第4話 夕顔〈洋之〉

文字数 831文字

 美和子が風呂に入ったことを見届けてから、ビールを片手に洋之はベランダに出た。欄干に両肘をつくと、ビールを口に含み、先程感じた嫌な胸のざわつきを押し流すように飲みこんだ。見上げた視線の先には、満月を少し過ぎたくらいの月が、雲の波間から顔を出している。月の傾く音が聞こえてきそうな静かな夜だった。その静けさの中で月明かりを頼りに、洋之は先ほど目を逸らした自分の心の淵をそっとのぞき込んだ。

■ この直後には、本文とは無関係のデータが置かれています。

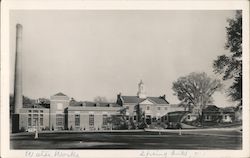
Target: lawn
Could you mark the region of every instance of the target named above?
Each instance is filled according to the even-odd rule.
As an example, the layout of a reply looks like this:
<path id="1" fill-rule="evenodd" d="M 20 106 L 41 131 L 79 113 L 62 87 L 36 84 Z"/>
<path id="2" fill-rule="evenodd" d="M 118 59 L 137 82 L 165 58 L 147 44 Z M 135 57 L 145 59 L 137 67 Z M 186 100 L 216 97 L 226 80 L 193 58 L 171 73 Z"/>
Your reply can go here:
<path id="1" fill-rule="evenodd" d="M 46 132 L 12 134 L 11 149 L 242 149 L 238 131 L 217 132 Z"/>

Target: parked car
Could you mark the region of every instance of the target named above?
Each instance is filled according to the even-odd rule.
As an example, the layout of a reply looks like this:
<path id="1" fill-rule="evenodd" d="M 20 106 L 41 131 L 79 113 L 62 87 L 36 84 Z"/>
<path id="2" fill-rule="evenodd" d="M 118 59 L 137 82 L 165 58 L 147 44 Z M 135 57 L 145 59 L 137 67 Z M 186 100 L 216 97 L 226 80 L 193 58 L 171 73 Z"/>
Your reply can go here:
<path id="1" fill-rule="evenodd" d="M 28 128 L 26 130 L 26 132 L 35 132 L 36 131 L 36 128 L 35 127 L 32 127 L 32 128 Z"/>

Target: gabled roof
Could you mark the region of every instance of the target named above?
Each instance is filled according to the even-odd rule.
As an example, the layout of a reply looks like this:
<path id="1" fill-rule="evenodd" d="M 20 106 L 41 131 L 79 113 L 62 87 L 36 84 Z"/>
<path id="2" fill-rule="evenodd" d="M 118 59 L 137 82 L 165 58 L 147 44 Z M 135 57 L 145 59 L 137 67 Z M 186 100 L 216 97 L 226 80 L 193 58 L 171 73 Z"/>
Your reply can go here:
<path id="1" fill-rule="evenodd" d="M 162 97 L 148 97 L 148 98 L 151 99 L 156 104 L 169 104 L 169 102 Z"/>
<path id="2" fill-rule="evenodd" d="M 124 103 L 140 103 L 145 99 L 139 98 L 138 96 L 121 96 Z"/>
<path id="3" fill-rule="evenodd" d="M 138 104 L 142 101 L 149 99 L 153 101 L 155 104 L 169 104 L 163 97 L 147 97 L 147 98 L 139 98 L 138 96 L 121 96 L 124 103 L 133 103 Z"/>
<path id="4" fill-rule="evenodd" d="M 120 105 L 116 103 L 96 103 L 90 101 L 74 101 L 70 102 L 70 106 L 77 106 L 77 107 L 120 107 Z"/>
<path id="5" fill-rule="evenodd" d="M 54 96 L 67 96 L 67 95 L 63 94 L 62 92 L 59 92 L 59 93 L 55 94 Z"/>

 あの女性(ひと)とどうこうなったわけでもない。というか、何も始まってすらいないのだ、疚しいことは何一つしていない、何を気に病むことがあるというのか…。そう不敵に居直る声も聞こえてくる。でも―と、そこで洋之は先程の美和子との会話を思い出していた。あの女性(ひと)に会いたい一心で植物園に足を運びたいがために、これまで美和子には小さな嘘を何度となくついてきた。小さな嘘ではあるけれど、やはりどこか罪の香りがする……それが後味の悪い棘となって、洋之の心に突き刺さっていた。世間で言うような大それたことを自分がするとは思わない。しかし、何かの拍子に何処へ流れていくかわからないような危うさが自分の中で影を潜めているのも、洋之は感じていた。
―引き返すなら、今のうちだな……。
 何も始まっていないのだから、一時(いっとき)の気の迷い、儚い恋だったとして、もう過去の闇に葬ってしまった方がいい。
―植物園へ行くのは、明日を最後にしよう。
 そう胸の内で呟いて、今すぐには、まだ葬れない往生際の悪い自分に、洋之はふっと苦笑いをした。と同時に、紅の布を前にした闘牛のように、どこか挑戦的な、賭けに出るような思いが頭をもたげていた。明日、あの女性(ひと)が現れなかったら、それは、そこまでの縁だったのだろうと。
 残っているビールを勢いよく、ぐいと飲み干すと、洋之は欄干から離れ、部屋の中に入ろうと向き直った。と、視界の端で、何やら白いものがゆらゆらと揺れている。目を凝らすと、仄暗いベランダに真っ白な夕顔がぼぉっと浮かび上がってきた。